Focusing and seeing and obsessing on others' bad qualities will eventually cause us to take on those qualities ourselves. Why? If we can gain the Buddha's qualities by meditating and contemplating on them, we can also gain the negative qualities of other people when we focus and meditate on them. It only makes sense that the meditation will work the other way round. So why waste our mental power focusing and acquiring the negative qualities of others when we can acquire the positive ones? It only makes more sense that we dont and we focus only on the good qualities on others. Also, on top of that, nobody wants to be criticized or judged for their actions, yet in their delusions, they judge and criticize others, creating the cause for them to be criticized and judged in the end. If we are okay with being criticized and judged, then we can criticize and judge others. If we find tremendous suffering when we are being criticized or judged, then we should not criticize or judge others, nor should we keep a negative impression of others in our minds as it will also cause us to hold on to the negative qualities of others and in the end we cannot even form a good connection with them. What if they change for the better and our impressions did not change? Then it is a case of accusing others.

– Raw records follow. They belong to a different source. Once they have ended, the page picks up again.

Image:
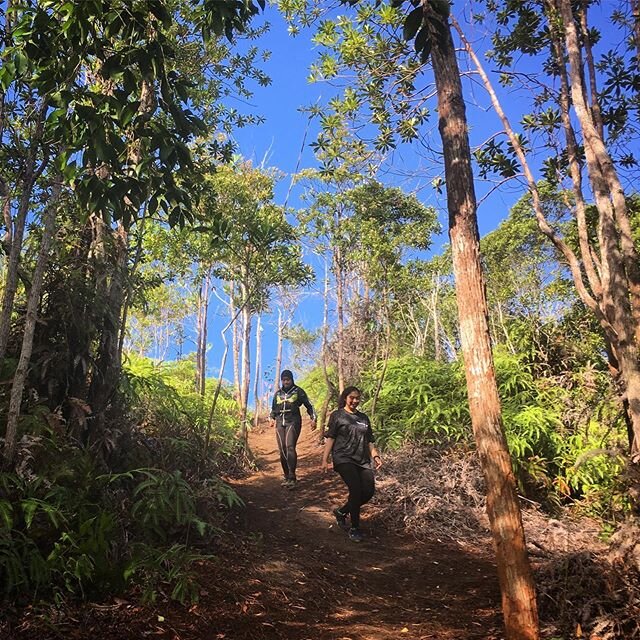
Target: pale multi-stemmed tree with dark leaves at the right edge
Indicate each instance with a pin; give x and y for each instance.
(591, 109)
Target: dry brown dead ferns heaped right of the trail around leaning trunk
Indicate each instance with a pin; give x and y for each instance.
(586, 589)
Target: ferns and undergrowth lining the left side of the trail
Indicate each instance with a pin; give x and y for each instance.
(70, 526)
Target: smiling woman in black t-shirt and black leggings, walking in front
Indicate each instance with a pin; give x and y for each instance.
(350, 442)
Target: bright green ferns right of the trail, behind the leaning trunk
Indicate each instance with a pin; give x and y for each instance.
(557, 456)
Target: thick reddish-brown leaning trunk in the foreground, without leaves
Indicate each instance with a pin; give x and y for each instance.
(516, 582)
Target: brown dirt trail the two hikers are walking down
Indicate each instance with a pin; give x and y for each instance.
(308, 581)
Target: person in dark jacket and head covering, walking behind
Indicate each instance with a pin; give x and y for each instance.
(285, 416)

With that said, sometimes it is also important to learn from the mistake of others so that we do not repeat them. There is a difference between badmouthing and relating a story so that others may learn. There is a difference between focusing on the bad qualities of others and reveling in it and feeling more superior as a result, and discussing about the negative qualities so that we can learn not to repeat the same mistake. Often people make the mistake of either talking too much about the negative qualities of a person, or not talking about it at all. Both also have the same results, that is the mistake or negative quality will be repeated and inherited by the said persons, or by people who have not heard of that story before. If talking about the mistakes of others is bad, then in many sutras and commentaries, the stories of how the buddhist sages of the past 'screw up' (for example, Rechungpa's mistake of defying milarepa several times, or how naropa broke his Guru's instruction to not engage in debate, or how marpa missed out on Vajrayogini because he prostrated to the Yidam and not the Guru) would be covered up. The fact that they are published means we must learn from them, so that we do not do what they did.
In the end, we need to be very careful of our motivation and thoughts when contemplating of others' mistakes. We must not repeat them and we must also think of a solution on how to solve them at the same time it it repeats. It is all the training of the mind.